W środę, 1 lutego, w miejscowości Mogiłka (gmina Koźmin Wlkp.) zapaliła się sadza w kominie. Akcję strażaków utrudniała nienaturalna konstrukcja przewodu kominowego.
Do działań zadysponowano ciężki samochód gaśniczy z JRG PSP w Krotoszynie oraz pojazd gaśniczy i podnośnik z koźmińskiej OSP. Gdy strażacy dotarli na miejsce, paliły się sadze w przewodzie kominowym budynku jednorodzinnego. – Z komina wydobywał się czarny, gęsty dym. W piecu CO się paliło. Lokatorzy budynku znajdowali się na zewnątrz, osób poszkodowanych nie było – mówi Tomasz Niciejewski z KP PSP w Krotoszynie.
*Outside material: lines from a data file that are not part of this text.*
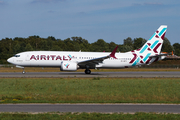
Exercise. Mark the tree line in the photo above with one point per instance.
(9, 46)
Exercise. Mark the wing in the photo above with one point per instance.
(98, 60)
(154, 56)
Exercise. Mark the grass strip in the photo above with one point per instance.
(88, 116)
(48, 69)
(89, 90)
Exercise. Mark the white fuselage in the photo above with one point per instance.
(54, 59)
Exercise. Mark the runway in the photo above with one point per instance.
(102, 108)
(93, 74)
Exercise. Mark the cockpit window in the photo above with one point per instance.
(17, 56)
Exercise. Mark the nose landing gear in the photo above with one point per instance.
(23, 72)
(87, 71)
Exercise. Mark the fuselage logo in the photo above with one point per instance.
(52, 57)
(66, 65)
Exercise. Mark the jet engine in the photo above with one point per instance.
(68, 66)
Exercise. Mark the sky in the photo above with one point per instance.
(110, 20)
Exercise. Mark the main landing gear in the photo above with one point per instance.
(23, 72)
(87, 71)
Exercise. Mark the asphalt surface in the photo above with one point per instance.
(93, 74)
(102, 108)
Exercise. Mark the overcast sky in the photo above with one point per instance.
(111, 20)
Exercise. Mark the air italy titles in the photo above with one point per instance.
(52, 57)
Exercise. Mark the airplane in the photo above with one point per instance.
(71, 61)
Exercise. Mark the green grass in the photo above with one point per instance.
(88, 116)
(90, 90)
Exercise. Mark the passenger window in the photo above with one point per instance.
(17, 56)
Po zabezpieczeniu terenu działania strażacy usunęli materiał palny z pieca centralnego ogrzewania. Sadze gaszono z użyciem sita kominowego. Ratownicy wyposażeni w sprzęt ochrony dróg oddechowych usunęli z wyczystki komina palące się sadze na zewnątrz i dogasili wodą. - Przez nienaturalną konstrukcję przewodu kominowego – bryła stożkowa, załamania na całej długości – działania gaśnicze trwały znacznie dłużej, a pożar zlokalizowano po kilkukrotnym podaniu proszku oraz soli do wnętrza komina – wyjaśnia T. Niciejewski.
W czasie akcji strażacy monitorowali wnętrze budynku oraz poddasze, przez które przeprowadzony był komin. Działania trwały 3,5 godziny.